Water Resources Research | 2014

Extrapolating active layer thickness measurements across Arctic polygonal terrain using LiDAR and NDVI data sets.

Chandana Gangodagamage; Joel C. Rowland; Susan S. Hubbard; Steven P. Brumby; Anna Liljedahl; Haruko M. Wainwright; Cathy J. Wilson; Garrett L. Altmann; Baptiste Dafflon; John E. Peterson; Craig Ulrich; Craig E. Tweedie; Stan D. Wullschleger

Landscape attributes that vary with microtopography, such as active layer thickness (ALT), are labor intensive and difficult to document effectively through in situ methods at kilometer spatial extents, thus rendering remotely sensed methods desirable. Spatially explicit estimates of ALT can provide critically needed data for parameterization, initialization, and evaluation of Arctic terrestrial models. In this work, we demonstrate a new approach using high-resolution remotely sensed data for estimating centimeter-scale ALT in a 5 km2 area of ice-wedge polygon terrain in Barrow, Alaska. We use a simple regression-based, machine learning data-fusion algorithm that uses topographic and spectral metrics derived from multisensor data (LiDAR and WorldView-2) to estimate ALT (2 m spatial resolution) across the study area. Comparison of the ALT estimates with ground-based measurements, indicates the accuracy (r2 = 0.76, RMSE ±4.4 cm) of the approach. While it is generally accepted that broad climatic variability associated with increasing air temperature will govern the regional averages of ALT, consistent with prior studies, our findings using high-resolution LiDAR and WorldView-2 data, show that smaller-scale variability in ALT is controlled by local eco-hydro-geomorphic factors. This work demonstrates a path forward for mapping ALT at high spatial resolution and across sufficiently large regions for improved understanding and predictions of coupled dynamics among permafrost, hydrology, and land-surface processes from readily available remote sensing data.

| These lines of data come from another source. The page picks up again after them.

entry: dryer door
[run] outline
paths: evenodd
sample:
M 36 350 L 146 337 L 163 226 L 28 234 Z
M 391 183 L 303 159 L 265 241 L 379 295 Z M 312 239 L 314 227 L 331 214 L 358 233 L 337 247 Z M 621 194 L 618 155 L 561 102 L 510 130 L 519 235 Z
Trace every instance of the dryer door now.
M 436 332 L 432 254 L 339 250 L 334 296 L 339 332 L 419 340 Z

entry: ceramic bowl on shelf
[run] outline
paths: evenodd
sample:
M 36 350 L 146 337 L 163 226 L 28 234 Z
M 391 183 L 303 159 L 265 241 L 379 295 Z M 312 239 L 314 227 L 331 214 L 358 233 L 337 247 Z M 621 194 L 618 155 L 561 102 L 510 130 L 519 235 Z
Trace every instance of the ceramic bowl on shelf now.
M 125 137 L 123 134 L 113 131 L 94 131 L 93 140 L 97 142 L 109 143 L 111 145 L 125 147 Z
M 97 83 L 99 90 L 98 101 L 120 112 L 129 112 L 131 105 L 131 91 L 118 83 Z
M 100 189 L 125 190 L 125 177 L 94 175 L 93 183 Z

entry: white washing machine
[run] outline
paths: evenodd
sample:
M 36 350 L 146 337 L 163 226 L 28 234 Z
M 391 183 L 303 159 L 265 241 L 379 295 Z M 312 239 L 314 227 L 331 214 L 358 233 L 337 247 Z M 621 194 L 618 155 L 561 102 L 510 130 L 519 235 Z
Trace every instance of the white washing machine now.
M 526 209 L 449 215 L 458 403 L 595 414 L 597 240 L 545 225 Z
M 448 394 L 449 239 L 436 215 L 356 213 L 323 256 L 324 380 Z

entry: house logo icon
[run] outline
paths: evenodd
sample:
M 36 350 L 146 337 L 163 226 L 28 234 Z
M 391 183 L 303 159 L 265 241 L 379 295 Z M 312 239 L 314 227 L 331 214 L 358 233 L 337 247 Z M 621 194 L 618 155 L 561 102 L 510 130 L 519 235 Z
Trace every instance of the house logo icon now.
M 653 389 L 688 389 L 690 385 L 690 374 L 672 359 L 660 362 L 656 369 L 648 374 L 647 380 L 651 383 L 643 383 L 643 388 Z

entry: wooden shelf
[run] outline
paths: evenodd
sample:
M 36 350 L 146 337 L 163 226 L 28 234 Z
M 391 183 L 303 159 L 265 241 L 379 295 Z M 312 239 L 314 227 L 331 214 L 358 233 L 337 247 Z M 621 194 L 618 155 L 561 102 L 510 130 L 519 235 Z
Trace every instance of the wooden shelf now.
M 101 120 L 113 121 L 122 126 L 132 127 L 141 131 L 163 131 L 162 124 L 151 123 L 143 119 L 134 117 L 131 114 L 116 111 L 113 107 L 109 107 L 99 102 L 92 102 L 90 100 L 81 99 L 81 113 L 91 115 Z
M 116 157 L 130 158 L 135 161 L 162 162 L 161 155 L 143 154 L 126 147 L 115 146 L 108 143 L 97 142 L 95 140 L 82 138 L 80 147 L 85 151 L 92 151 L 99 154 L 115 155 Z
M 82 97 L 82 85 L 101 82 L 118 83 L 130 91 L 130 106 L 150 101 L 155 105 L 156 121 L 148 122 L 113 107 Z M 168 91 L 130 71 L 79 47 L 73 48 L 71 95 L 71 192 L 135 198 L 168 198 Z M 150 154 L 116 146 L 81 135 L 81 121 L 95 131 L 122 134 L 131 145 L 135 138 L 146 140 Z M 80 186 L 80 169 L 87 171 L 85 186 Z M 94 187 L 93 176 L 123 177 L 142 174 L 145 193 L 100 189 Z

Journal of Geophysical Research | 2015

Identifying multiscale zonation and assessing the relative importance of polygon geomorphology on carbon fluxes in an Arctic tundra ecosystem

Haruko M. Wainwright; Baptiste Dafflon; Lydia J. Smith; Melanie S. Hahn; John Bryan Curtis; Yuxin Wu; Craig Ulrich; John E. Peterson; Margaret S. Torn; Susan S. Hubbard

We develop a multiscale zonation approach to characterize the spatial variability of Arctic polygonal ground geomorphology and to assess the relative controls of these elements on land surface and subsurface properties and carbon fluxes. Working within an ice wedge polygonal region near Barrow, Alaska, we consider two scales of zonation: polygon features (troughs, centers, and rims of polygons) that are nested within different polygon types (high, flat, and low centered). In this study, we first delineated polygons using a digital elevation map and clustered the polygons into four types along two transects, using geophysical and kite-based landscape-imaging data sets. We extrapolated those data-defined polygon types to all the polygons over the study site, using the polygon statistics extracted from the digital elevation map. Based on the point measurements, we characterized the distribution of vegetation, hydrological, thermal, and geochemical properties, as well as carbon fluxes, all as a function of polygon types and polygon features. Results show that nested polygon geomorphic zonation—polygon types and polygon features—can be used to represent distinct distributions of carbon fluxes and associated properties, as well as covariability among those properties. Importantly, the results indicate that polygon types have more power to explain the variations in those properties than polygon features. The approach is expected to be useful for improved system understanding, site characterization, and parameterization of numerical models aimed at predicting ecosystem feedbacks to the climate.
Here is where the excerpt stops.